Ce qui ramène à ici et maintenant. Nous ne voulons pas ressembler à ces maîtres de la loi qui pensent pouvoir décider eux-mêmes si eux ou les autres sont justes ou pas, en s’appuyant sur une loi très détaillée. Nous croyons que seul le Seigneur est juste. Nous qui nous savons aimés par lui, le prenons pour modèle. Ce qui signifie aussi que nous faisons du bien à notre prochain non pas pour avoir un bénéfice pour nous, fût-ce la vie éternelle, pas pour être bien vus par le Seigneur ni par nos semblables. Nous aidons notre prochain en réponse à l’amour inconditionnel reçu du Seigneur. Pas parce que nous sommes « bons », mais parce que la bonté du Seigneur nous a emplis !

 

Voici que Jésus qui a le secret de toujours nous proposer des perspectives nouvelles  retourne la question du prochain. Il ne s’agit plus de savoir qui je dois secourir : les membres de ma famille, ou de ma communauté religieuse, ou de mon pays ou tout être humain ? Encore que la parabole est claire sur cet aspect : l’homme blessé n’a aucun qualificatif, c’est un humain tout simplement.

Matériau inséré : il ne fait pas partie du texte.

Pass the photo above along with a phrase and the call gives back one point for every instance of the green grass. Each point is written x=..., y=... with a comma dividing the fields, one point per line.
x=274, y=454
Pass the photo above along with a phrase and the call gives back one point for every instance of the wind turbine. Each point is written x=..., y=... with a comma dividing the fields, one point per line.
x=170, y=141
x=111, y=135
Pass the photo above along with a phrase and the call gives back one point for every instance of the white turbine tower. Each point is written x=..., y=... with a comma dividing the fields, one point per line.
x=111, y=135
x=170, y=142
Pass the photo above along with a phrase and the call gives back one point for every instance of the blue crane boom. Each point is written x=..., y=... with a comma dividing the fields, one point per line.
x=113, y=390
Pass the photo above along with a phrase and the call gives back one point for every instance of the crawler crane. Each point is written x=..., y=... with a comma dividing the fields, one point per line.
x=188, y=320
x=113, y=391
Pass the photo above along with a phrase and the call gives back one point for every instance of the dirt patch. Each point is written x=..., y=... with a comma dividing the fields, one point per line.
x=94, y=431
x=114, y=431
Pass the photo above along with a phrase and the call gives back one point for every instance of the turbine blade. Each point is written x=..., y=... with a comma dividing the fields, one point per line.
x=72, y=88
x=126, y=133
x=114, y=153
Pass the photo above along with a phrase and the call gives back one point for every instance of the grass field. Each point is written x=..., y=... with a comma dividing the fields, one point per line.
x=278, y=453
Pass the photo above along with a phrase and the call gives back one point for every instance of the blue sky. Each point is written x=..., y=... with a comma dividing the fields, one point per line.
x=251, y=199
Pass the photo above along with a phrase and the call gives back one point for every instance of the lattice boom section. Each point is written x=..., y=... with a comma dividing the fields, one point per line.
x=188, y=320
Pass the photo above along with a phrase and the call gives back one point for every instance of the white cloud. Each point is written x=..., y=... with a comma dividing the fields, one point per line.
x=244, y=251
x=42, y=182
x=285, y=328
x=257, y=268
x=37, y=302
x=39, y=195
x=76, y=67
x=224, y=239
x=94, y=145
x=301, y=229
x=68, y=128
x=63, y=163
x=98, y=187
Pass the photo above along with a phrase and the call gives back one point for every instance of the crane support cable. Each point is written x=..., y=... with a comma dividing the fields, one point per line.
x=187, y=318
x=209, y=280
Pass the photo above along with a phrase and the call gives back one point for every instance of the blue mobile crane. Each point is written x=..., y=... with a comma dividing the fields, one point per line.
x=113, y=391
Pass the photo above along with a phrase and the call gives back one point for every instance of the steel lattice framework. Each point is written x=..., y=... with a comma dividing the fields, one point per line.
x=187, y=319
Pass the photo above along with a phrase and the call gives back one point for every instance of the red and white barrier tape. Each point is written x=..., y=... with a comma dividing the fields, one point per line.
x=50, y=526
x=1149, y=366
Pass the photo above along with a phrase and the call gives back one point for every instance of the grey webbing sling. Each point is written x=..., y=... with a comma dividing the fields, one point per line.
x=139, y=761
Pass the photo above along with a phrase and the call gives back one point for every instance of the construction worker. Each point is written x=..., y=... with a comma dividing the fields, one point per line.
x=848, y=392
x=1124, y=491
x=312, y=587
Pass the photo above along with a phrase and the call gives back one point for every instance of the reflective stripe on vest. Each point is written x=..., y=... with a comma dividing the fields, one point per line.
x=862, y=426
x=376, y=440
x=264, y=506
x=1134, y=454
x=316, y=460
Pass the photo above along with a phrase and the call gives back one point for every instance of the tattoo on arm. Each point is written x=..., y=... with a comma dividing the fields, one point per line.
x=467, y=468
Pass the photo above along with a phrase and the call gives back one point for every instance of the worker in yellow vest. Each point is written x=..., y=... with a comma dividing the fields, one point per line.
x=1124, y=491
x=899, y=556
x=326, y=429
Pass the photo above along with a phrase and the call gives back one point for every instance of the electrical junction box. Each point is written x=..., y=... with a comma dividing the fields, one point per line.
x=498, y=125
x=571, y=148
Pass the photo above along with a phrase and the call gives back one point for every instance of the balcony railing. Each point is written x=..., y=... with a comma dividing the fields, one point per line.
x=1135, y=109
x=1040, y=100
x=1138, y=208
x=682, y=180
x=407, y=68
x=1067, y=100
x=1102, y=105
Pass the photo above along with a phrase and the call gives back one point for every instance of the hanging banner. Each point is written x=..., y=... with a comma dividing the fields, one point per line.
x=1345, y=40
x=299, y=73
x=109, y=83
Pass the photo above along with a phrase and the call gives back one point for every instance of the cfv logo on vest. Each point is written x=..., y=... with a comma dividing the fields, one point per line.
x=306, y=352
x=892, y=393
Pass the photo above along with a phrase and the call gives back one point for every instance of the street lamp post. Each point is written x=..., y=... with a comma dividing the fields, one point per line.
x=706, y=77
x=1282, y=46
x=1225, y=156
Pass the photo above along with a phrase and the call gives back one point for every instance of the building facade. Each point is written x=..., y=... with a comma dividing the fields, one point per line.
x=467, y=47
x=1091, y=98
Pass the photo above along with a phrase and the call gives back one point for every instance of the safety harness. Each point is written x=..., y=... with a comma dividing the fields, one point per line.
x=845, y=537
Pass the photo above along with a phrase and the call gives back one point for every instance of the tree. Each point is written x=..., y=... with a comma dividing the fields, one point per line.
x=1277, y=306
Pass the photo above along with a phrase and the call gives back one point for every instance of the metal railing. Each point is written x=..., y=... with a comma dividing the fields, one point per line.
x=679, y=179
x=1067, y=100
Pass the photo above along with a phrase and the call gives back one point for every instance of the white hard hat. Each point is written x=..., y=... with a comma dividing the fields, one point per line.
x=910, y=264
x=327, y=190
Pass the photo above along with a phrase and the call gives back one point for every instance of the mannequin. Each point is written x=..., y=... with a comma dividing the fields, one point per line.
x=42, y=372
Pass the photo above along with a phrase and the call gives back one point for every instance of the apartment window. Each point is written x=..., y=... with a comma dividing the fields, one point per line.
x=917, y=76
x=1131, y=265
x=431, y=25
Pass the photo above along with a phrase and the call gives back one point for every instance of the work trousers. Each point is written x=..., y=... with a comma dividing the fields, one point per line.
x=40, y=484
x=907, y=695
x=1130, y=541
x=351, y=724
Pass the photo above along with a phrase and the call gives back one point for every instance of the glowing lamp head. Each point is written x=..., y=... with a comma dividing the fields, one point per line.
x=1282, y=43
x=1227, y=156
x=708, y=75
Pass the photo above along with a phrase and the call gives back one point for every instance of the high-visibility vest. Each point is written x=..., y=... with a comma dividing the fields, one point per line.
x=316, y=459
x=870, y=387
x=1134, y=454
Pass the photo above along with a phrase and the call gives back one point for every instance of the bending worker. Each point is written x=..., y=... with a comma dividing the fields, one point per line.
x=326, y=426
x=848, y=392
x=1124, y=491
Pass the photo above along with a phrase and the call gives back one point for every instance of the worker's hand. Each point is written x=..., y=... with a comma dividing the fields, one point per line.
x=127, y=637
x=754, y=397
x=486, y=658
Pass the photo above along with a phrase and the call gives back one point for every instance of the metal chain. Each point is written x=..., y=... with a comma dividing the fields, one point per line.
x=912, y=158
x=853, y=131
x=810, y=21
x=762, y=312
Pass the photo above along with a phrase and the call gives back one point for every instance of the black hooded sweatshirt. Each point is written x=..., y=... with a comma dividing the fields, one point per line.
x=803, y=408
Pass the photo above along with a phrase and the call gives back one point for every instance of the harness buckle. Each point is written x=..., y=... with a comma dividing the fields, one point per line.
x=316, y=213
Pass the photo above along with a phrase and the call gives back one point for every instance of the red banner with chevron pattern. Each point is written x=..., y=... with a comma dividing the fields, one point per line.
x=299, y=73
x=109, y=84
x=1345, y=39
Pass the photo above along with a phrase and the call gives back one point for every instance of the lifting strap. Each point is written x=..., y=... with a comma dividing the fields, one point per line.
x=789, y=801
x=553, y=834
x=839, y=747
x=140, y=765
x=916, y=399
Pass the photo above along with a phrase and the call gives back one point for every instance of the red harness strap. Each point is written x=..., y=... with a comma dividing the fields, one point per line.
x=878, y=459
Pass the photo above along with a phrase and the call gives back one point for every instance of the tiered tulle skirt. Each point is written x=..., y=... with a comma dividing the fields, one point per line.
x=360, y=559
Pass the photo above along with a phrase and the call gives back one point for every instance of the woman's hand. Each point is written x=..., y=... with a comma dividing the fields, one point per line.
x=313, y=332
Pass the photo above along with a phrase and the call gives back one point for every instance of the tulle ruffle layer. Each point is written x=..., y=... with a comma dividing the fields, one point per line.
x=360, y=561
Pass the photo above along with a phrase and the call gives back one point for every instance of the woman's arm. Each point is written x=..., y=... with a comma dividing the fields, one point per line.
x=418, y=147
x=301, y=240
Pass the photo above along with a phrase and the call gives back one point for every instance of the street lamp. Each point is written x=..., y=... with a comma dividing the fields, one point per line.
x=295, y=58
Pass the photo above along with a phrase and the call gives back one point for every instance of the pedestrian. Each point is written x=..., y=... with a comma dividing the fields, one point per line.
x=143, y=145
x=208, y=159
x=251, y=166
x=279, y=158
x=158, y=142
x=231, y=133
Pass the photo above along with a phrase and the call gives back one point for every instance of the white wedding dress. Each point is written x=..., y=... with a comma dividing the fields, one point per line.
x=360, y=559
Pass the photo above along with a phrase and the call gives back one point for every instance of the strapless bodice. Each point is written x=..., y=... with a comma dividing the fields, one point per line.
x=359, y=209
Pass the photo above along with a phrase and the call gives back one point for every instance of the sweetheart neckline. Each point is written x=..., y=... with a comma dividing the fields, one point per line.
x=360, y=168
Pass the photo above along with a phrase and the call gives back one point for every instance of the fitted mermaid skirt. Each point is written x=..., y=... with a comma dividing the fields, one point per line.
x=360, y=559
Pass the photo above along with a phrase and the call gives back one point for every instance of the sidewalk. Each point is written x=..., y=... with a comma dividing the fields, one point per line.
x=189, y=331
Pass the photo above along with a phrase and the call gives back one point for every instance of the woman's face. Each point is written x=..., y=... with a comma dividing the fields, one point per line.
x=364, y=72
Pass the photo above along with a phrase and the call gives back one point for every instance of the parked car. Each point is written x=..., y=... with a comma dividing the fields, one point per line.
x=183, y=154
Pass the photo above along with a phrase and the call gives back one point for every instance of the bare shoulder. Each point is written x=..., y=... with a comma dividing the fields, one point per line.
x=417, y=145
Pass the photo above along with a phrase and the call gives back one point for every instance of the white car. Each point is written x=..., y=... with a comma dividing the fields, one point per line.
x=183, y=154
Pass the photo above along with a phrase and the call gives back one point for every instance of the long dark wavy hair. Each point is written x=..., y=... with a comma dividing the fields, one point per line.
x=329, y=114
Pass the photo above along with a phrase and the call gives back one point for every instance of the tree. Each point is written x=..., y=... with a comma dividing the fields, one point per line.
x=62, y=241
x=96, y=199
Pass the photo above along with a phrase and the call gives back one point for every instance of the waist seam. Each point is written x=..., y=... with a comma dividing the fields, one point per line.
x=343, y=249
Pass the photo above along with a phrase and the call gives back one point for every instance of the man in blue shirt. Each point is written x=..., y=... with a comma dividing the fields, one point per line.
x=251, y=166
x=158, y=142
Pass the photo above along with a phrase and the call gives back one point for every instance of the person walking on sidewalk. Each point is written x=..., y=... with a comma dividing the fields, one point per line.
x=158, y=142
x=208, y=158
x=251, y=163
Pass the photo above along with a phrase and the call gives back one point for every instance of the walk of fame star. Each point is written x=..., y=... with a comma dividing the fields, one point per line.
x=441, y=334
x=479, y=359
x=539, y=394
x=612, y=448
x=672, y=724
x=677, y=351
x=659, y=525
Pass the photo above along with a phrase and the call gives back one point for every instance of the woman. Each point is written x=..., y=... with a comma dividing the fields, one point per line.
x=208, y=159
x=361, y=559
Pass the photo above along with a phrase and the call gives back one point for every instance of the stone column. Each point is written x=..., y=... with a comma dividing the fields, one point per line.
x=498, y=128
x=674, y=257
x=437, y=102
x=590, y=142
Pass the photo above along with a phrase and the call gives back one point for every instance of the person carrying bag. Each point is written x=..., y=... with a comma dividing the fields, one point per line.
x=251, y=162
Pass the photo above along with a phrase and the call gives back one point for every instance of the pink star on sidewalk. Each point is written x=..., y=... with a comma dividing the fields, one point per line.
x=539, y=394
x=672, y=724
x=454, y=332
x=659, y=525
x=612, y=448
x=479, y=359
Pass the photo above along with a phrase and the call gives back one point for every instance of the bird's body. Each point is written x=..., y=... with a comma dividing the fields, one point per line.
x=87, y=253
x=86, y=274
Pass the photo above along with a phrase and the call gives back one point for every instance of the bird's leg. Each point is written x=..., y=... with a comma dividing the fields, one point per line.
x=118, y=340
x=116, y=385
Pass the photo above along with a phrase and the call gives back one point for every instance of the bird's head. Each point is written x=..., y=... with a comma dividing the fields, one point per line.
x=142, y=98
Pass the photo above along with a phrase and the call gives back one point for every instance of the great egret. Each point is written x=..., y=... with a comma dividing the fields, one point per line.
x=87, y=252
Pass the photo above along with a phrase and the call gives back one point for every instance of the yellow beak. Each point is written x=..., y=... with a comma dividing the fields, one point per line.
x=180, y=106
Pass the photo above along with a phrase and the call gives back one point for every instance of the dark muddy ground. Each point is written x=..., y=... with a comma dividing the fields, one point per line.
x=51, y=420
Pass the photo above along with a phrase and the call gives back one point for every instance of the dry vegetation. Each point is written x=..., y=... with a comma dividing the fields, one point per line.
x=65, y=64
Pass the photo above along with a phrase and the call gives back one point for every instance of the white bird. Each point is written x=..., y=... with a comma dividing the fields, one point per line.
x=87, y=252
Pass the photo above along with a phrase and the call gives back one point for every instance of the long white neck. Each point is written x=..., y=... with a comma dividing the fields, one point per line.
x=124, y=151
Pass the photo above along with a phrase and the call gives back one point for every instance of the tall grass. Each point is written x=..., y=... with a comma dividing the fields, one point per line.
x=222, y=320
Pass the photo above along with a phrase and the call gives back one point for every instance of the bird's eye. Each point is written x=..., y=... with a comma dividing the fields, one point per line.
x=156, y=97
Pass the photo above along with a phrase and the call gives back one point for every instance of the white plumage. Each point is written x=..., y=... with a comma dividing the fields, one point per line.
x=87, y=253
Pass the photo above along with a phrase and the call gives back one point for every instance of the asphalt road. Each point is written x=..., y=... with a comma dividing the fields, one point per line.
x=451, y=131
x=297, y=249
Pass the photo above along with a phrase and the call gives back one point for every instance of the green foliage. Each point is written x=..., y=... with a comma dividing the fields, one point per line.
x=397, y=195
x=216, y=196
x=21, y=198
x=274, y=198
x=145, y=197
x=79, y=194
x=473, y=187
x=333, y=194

Jésus applique le mot « prochain » au prêtre, au lévite et au Samaritain. Le maître de la loi répond que le prochain a été « celui qui a été bon pour lui. » Et Jésus de conclure avec un nouvel envoi : « Va et fais de même. » Nous sommes donc invités à nous faire le prochain du voyageur blessé, de l’autre.

« Aime le Seigneur ton Dieu de tout ton cœur, de toute ton âme, de toute ta force et de toute ton intelligence et ton prochain comme toi-même. »

Drôle de terme, en fait, ce mot « prochain » : on dit à dimanche prochain, la prochaine fois, au prochain arrêt du bus, et aussi, pour à nouveau citer le Petit Robert : prochain, c’est une personne, un être humain considéré comme un semblable. Voilà qui me paraît important : entre nous, entre humains, il ne s’agit pas de sauveteur et sauvé, pas de bienfaiteur et bénéficiaire. La relation dissymétrique devient une relation d’équivalence, une relation entre deux êtres qui ont de la valeur pour le Seigneur. Assuré de l’amour du Seigneur, je peux, je suis poussé à m’approcher d‘autrui. Et peu importe si l’autrui en question, est pour la plupart du temps présélectionné par mon agenda, mon mode de vie. De toute façon, sur mon chemin que j’ai planifié, la vie mettra suffisamment de surprises bonnes ou mauvaises, même dans nos cercles les plus familiers. Ce qui compte, c’est la relation d’équivalence. Du coup, nous sommes tous les deux au bénéfice de cette relation qui nous rend humain.

Etre aimé et pouvoir ainsi aimer. Se laisser approcher par le Seigneur et pouvoir ainsi approcher d’autres. Cette parabole n’est pas une théorie, ni une morale. Elle est une invitation spirituelle à être disponible à Dieu et aux autres.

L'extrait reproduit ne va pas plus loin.